Regarding ALDH, there are two types of ALDH in mitochondrial and cytosolic forms. Kinetic characteristics of enzymatic reaction of liver mitochondrial ALDH are similar among human, rat and Syrian hamster, while, the Km value of human cytosolic ALDH1 was approximately 180 M but those of rat and Syrian hamster were 15 and 12 M, respectively (. Klyosov et al. BIOCHEMISTRY, 35, 4445-4456, 1996). In human liver, mitochondrial ALDH alone oxidizes acetaldehyde at physiological concentrations, but in rodent liver, both mitochondrial and cytosolic ALDHs have a role in acetaldehyde metabolism (IARC Monographs on the Evaluation of Carcinogenic risks to Humans 71: 319- 335, 1999). Approximately 40% of oriental population is inactive in mitochondrial ALDH2, which is associated with alcohol intolerance (Yo-shida Alcohol Alcohol. 29: 693-696, 1984). In humans, inhaled acetaldehyde is retained in the respiratory tract at a high rate, and, therefore, acetaldehyde metabolism is mainly associated with thiol compounds (cysteine and glutathione) and subsequently hemimercaptal and thia-zolidine intermediates are produced. Thioether and disulfide are excreted in the urine, however, most of them are metabolized to acetic acid by ALDH2, and finally degraded to carbon dioxide and water (Brien and Loomis, 1983; Cederbaum and Rubin, 1976; Hemminki, 1982; Nicholls et al., 1992; Sprince et al., 1974). In an oral administration of acetaldehyde at a dose of 600 mg/kg in dogs, no excretion of unmetabolized acetaldehyde was comfirmed in urine (Booze and Oehme, 1986).

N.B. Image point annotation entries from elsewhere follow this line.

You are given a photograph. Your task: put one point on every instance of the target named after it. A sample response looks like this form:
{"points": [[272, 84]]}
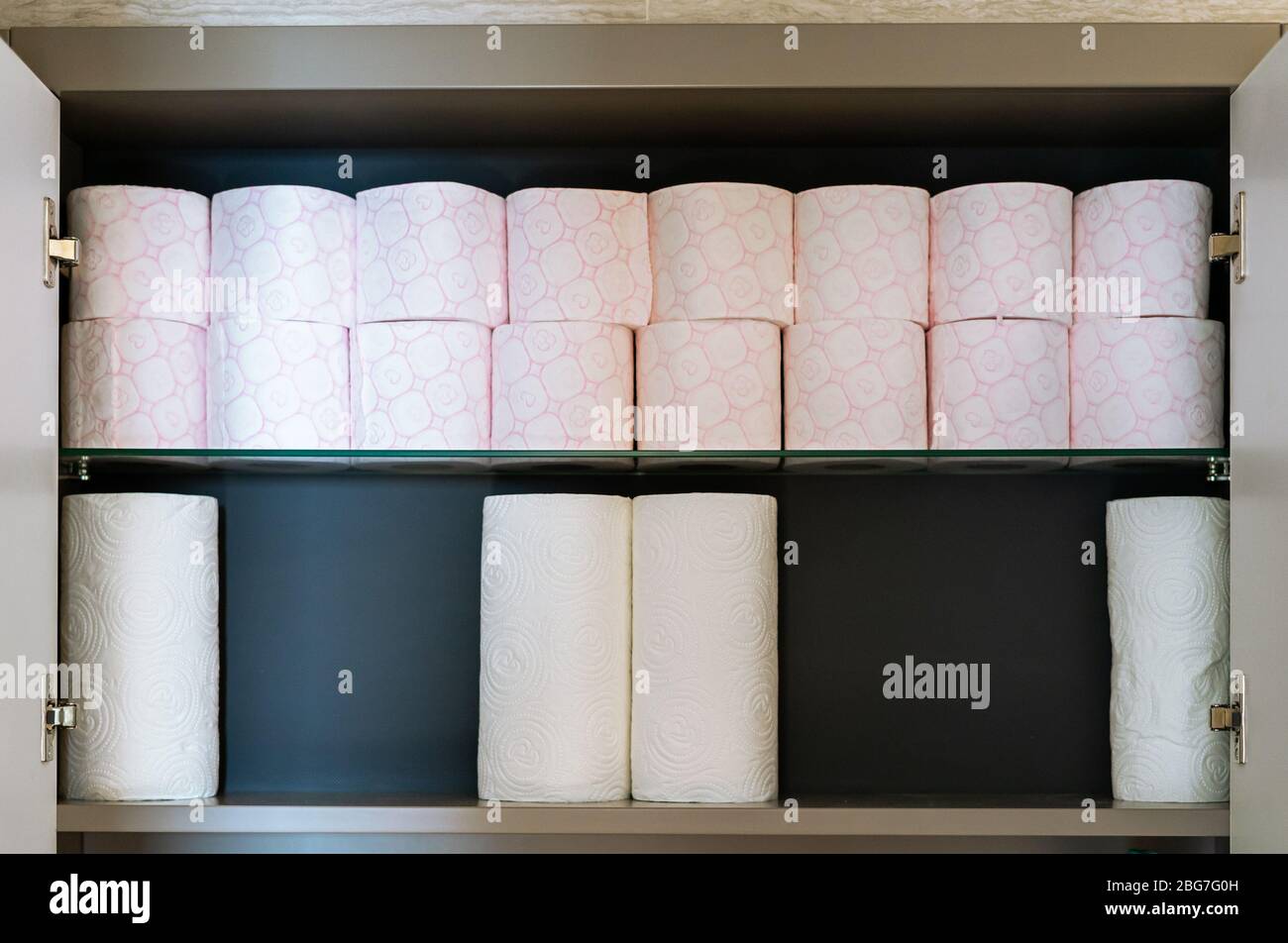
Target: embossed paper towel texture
{"points": [[141, 596], [863, 252], [421, 384], [134, 240], [555, 648], [579, 256], [133, 382], [1151, 234], [1170, 628], [706, 635], [855, 384], [721, 250], [295, 244], [432, 252]]}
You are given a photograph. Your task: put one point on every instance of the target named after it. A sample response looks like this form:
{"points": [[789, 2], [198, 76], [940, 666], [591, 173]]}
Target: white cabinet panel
{"points": [[1258, 489], [29, 451]]}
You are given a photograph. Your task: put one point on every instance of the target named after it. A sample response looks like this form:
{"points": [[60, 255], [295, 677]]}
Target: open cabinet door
{"points": [[1258, 482], [29, 454]]}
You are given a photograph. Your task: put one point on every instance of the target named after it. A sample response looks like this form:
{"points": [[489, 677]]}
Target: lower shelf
{"points": [[871, 815]]}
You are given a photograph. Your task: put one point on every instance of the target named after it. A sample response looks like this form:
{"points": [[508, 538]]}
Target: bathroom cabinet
{"points": [[373, 566]]}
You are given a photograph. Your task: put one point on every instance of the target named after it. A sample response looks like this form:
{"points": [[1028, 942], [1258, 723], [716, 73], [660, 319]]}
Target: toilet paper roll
{"points": [[554, 685], [432, 252], [294, 249], [999, 384], [562, 385], [1154, 382], [1001, 250], [278, 384], [145, 254], [133, 382], [424, 385], [855, 384], [709, 384], [1170, 628], [579, 256], [720, 250], [863, 252], [140, 599], [706, 638], [1149, 240]]}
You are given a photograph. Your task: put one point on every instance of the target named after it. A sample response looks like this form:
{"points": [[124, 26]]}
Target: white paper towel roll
{"points": [[554, 685], [706, 634], [1170, 626], [141, 598]]}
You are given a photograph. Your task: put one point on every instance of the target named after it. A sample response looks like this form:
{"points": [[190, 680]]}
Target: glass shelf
{"points": [[80, 463]]}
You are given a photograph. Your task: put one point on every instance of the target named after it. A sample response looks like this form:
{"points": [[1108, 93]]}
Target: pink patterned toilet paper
{"points": [[432, 252], [579, 256], [278, 384], [863, 253], [562, 385], [295, 249], [424, 384], [1155, 382], [133, 382], [1000, 250], [1147, 239], [721, 379], [145, 254], [999, 384], [721, 250], [855, 384]]}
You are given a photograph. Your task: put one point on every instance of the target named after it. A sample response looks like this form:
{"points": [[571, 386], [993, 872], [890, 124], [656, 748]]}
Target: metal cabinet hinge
{"points": [[1233, 716], [54, 715], [1229, 247], [60, 253]]}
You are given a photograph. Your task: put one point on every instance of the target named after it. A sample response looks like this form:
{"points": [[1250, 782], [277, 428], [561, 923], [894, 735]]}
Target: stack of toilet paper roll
{"points": [[580, 282], [999, 344], [722, 262], [1147, 367], [138, 628], [134, 352], [1170, 625], [854, 365], [430, 288], [282, 261], [629, 648]]}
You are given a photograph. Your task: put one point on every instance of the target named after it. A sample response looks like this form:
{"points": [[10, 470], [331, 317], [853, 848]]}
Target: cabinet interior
{"points": [[378, 573]]}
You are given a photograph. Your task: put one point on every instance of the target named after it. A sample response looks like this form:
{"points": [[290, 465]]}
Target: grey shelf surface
{"points": [[84, 463], [645, 55], [823, 815]]}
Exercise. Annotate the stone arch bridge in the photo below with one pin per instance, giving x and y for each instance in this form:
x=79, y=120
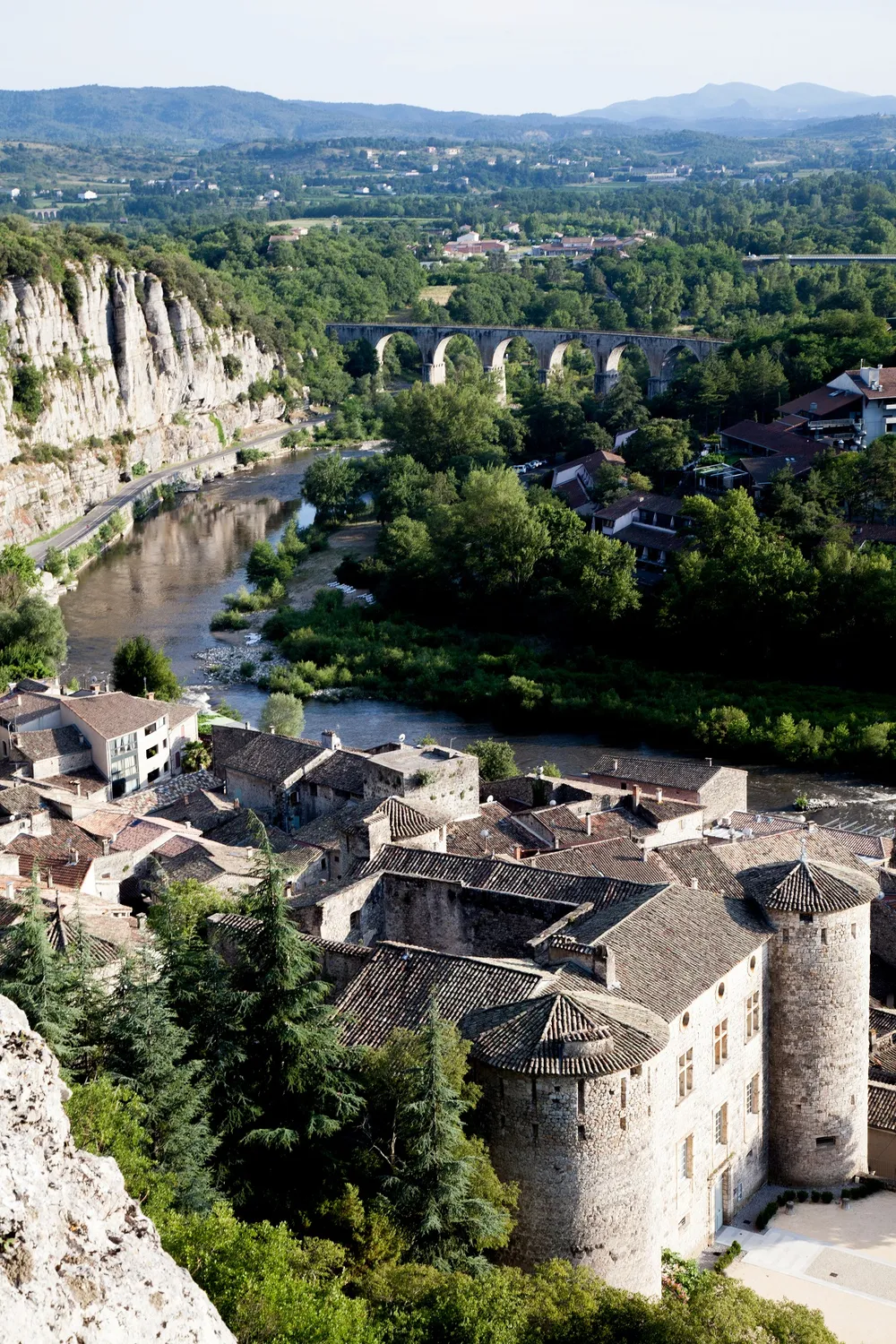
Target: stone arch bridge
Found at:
x=548, y=346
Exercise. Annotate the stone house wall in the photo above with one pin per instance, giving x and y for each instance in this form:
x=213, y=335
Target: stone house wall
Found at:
x=818, y=1046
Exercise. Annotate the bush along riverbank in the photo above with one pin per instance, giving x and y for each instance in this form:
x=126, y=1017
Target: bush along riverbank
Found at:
x=528, y=685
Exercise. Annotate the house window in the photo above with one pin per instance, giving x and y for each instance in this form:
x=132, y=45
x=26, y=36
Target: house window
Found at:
x=720, y=1042
x=720, y=1124
x=685, y=1073
x=753, y=1015
x=753, y=1096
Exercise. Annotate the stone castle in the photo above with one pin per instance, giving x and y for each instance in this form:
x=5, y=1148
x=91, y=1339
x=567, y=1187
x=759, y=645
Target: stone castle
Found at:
x=667, y=996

As for carboxylesterases, ALDH activity is present at the major sites of exposure to vinyl laurate. At exposure levels that do not exceed the capacity of the enzyme to oxidise any acetaldehyde to acetic acid, there will be low local exposure to acetaldehyde. Systemically available acetate will be incorporated into the citric acid cycle ultimately either being incorporated into endogenous substances or eliminated as CO2. Input of acetate resulting from vinyl laurate metabolism will be within the capacity of the cycle which in man is approximately 640 mg acetate/kg/day (Simoneau, C., Pouteau, E., Maugeais, P., Marks, L., Ranganathan, S., Champ, M., Krempf, M. (1994), Measurement of whole body acetate turnover in healthy subjects with stable isotopes, Biol. Mass Spectrom., 23, 430-433.).